Intanto sarebbe dovuto tornare: non poteva rischiare di portarsi dietro quel quinterno di carta spessa formato protocollo, neppure nascondendolo sotto la maglia. Intanto oltre le vecchie tende di nylon e i vetri malfermi della piccola finestra si sentiva un temporale in arrivo, il sole era andato via e i castagni si agitavano al vento. Presto Berto l’avrebbe chiamato per tornare a casa.
Poi sotto notò un altro foglio: questo era in italiano. Lesse e gli si annebbiò la vista…

“CERTIFICATO DI ADOZIONE…Giorgio Viktor Gimondo, di sesso maschile, nato il 3 gennaio 1995 alle ore 05 a Stepnogorsk, CSI, …si certifica l’ingresso in Italia del bambino…”

Da fuori, il rumore del temporale sempre più vicino come i richiami di Berto. Ma quel che Giorgio aveva letto era bastato per cambiargli la vita. Rimise tutto a posto, richiuse il cassetto, mise la chiave nella tasca dei pantaloni di tela e scese giù per le ripide scale.
Aiutò Berto a caricare delle ceste e poi, insieme, s’incamminarono verso casa, mentre il temporale si stava avvicinando sempre più, con le chiome dei castagni che sembravano anime in pena.
“Stavolta qui tempesta (grandina)!” disse Berto tra i denti. “Il tempo è diventato cattivo come la gente!”
Arrivarono a casa che il temporale scoppiò con tutta la sua violenza. Giorgio entrato in casa, corse a rimettere la chiave nella sua scatola, poi andò a farsi la doccia per lavare via quell’odore insistente di polvere, lana vecchia, carta e naftalina.
I nonni, al loro ritorno, lo trovarono lavato e cambiato seduto in soggiorno a leggere.
“Ma che bravo…sei un giovanotto, ormai!”
Giorgio non corse più alla Casa Vecchia, neppure quando i cugini tornarono dal mare. Era cambiato, era maturato dicevano i nonni, vedendolo così giudizioso e serio. Non correva più, né usciva a giocare con i cugini, ma intorno a quell’età si cambia, a volte repentinamente, così ragionavano.

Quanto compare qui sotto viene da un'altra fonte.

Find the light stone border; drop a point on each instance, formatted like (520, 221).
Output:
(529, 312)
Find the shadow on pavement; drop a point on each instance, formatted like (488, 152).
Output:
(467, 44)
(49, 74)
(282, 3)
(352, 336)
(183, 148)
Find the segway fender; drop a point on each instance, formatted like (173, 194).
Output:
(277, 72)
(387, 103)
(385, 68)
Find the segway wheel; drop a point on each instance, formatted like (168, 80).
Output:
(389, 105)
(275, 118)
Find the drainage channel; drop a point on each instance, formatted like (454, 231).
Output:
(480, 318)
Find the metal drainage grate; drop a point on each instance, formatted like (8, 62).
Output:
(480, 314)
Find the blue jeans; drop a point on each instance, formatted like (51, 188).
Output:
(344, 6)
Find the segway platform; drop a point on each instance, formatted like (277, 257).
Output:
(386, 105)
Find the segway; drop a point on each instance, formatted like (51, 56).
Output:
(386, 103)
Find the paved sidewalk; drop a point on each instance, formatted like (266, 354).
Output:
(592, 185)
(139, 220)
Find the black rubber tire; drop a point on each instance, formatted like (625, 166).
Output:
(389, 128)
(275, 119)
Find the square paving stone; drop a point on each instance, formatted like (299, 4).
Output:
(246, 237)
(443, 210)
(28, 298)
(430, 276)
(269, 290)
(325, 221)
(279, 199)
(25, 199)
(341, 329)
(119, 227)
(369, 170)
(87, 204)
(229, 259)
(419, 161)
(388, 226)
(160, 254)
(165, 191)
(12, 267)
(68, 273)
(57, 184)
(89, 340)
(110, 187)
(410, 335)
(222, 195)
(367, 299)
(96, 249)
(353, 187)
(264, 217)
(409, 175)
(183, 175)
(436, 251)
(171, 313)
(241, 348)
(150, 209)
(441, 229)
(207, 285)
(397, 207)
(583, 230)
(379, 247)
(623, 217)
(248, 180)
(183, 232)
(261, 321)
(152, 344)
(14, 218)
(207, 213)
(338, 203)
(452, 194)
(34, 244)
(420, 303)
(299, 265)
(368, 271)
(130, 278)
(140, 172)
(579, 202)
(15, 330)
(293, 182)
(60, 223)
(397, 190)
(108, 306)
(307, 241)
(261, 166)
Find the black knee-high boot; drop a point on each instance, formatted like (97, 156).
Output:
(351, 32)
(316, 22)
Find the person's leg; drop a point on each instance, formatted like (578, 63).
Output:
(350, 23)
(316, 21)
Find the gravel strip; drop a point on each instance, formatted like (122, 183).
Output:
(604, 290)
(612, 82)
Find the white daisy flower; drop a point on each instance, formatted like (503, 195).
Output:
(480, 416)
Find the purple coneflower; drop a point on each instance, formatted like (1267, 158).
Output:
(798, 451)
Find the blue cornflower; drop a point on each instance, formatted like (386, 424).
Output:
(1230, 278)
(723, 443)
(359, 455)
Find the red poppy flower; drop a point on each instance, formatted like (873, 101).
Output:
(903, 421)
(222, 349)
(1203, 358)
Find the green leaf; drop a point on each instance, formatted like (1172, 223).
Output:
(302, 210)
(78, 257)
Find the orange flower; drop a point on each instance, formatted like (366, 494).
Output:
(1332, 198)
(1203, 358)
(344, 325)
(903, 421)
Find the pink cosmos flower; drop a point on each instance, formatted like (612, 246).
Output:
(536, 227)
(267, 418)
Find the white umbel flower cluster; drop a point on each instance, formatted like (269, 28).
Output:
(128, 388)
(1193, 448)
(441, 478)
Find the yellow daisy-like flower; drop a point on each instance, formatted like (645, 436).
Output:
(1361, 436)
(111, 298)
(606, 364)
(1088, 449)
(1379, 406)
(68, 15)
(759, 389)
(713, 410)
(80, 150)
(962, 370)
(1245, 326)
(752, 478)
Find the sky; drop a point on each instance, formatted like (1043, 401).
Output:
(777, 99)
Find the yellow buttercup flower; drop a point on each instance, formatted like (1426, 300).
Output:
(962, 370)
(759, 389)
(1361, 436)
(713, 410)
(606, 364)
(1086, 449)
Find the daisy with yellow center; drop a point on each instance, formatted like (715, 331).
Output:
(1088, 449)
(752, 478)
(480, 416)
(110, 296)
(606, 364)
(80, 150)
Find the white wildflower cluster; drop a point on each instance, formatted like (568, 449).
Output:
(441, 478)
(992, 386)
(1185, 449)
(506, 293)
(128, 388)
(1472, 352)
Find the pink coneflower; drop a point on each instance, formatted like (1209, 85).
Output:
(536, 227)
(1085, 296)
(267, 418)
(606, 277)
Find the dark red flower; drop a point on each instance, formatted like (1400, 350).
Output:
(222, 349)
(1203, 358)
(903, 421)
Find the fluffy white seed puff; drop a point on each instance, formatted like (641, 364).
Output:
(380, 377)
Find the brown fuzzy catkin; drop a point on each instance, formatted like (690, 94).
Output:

Ora Giorgio sempre più ‘navigava’ su internet.
Aveva scoperto che nell’allora Comunità degli Stati Indipendenti, a metà, temporale, fra Unione sovietica e Russia c’erano ben due Stepnogorsk. La prima era in Ucraina ma era stata abbandonata nel 1986 dopo l’incidente di Cernobyl. Restava quindi quella in Asia, tra Siberia e Kazakistan, anzi, ormai in Kazakistan, in una landa desolata tra vecchi impianti militari sovietici, cupi ricordi della guerra fredda…
Forse avrebbero atteso i 18 anni per dirgli la verità, ma intanto l’infanzia e la spensieratezza se n’erano andate via per sempre.